Phoenix, Arizona (UroToday.com) Increased understanding of the genomic landscape of advanced and metastatic prostate cancer has led to potentially actionable targets. Pritchard et al. demonstrated that 12% of men with advanced or mPCa has germline mutations in DNA repair genes. This was irrespective of family history and age of onset. BRCA2 was most common, but there were numerous that accounted for just 1-2% of that 12%. 


Patients with metastatic castration-resistant prostate cancer (mCRPC) who have homologous recombination repair mutation (HRRm) have been previously shown to have improved response to the PARP inhibitor olaparib (Lynparza) as monotherapy when compared to men without a HRRm. Based on this, the authors of this study initiated an assessment of olaparib in combination with abiraterone (an androgen axis targeted therapy approved in this setting already) in men with mCRPC already previously treated with chemotherapy. The biologic rationale was that they would work synergistically – PARP inhibitors would affect AR-dependent transcription while abiraterone would work on androgen synthesis.

This was a Phase II, placebo-controlled trial. Men with mCRPC previously treated with chemotherapy (docetaxel) were eligible regardless of HRRm status. Standard of care would be treated with ARAT, specifically abiraterone.

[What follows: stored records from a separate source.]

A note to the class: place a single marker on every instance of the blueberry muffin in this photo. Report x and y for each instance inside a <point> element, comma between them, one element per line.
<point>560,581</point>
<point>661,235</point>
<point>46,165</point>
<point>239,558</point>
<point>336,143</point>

Patients were randomized 1:1 to either arm A - olaparib 300 mg bid (tablets; combination with abiraterone) or arm B- placebo (comparator). All patients received abiraterone (1000 mg od). Patients were treated until disease progression.

Schema below:

SUO 2018 olaparib vs placebo trial design

The primary endpoint was investigator-assessed radiologic progression-free survival (rPFS; RECIST 1.1, PCWG-2). HRRm status was assessed using optional tumor (n = 68), whole-blood and plasma samples.

HRRm status was assessed in different ways for different patients, depending on the availability of tissue:

Suo 2018 HRR mutation testing

They recruited 142 pts to the study and they were randomized 1:1 to each arm (both arms, n = 71). Baseline patient demographics are below:

SUO 2018 baseline characteristics

Despite randomization, the olaparib arm was older, had a higher median PSA (86 vs. 47) and higher volume bony metastatic disease (55% had 5-9 bone mets vs. 35%).

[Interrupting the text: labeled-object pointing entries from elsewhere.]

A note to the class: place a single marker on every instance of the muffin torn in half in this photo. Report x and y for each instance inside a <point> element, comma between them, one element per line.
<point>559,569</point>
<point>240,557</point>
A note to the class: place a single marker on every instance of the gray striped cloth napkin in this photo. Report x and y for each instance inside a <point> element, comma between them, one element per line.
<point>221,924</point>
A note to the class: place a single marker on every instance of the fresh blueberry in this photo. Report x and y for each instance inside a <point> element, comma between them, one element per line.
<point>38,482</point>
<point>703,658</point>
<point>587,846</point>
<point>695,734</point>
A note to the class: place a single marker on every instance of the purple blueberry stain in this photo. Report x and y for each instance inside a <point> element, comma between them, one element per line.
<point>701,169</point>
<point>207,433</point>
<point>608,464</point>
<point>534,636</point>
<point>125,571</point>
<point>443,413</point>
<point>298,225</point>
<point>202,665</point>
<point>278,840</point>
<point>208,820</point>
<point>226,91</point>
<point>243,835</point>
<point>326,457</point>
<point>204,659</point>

In terms of oncologic outcomes, there was a statistically significant increase in rPFS seen with the combination (13.8 months) vs abiraterone alone (8.2 months), a 5.5 month PFS benefit (HR 0.65, P= 0.03). As seen below, HRRm status did not seem to impact this benefit:

SUO 2018 rPFS by HRR status

Median overall survival was 22.7 vs 20.9 months in the combination vs AA alone arms, respectively (HR 0.91, p=0.66).

When looking at the objective response, most of the benefit seemed to come from shifting patients from progressive disease to stable disease. There were no complete responses in either arm. Partial responses were similar in both arms (~27-32%).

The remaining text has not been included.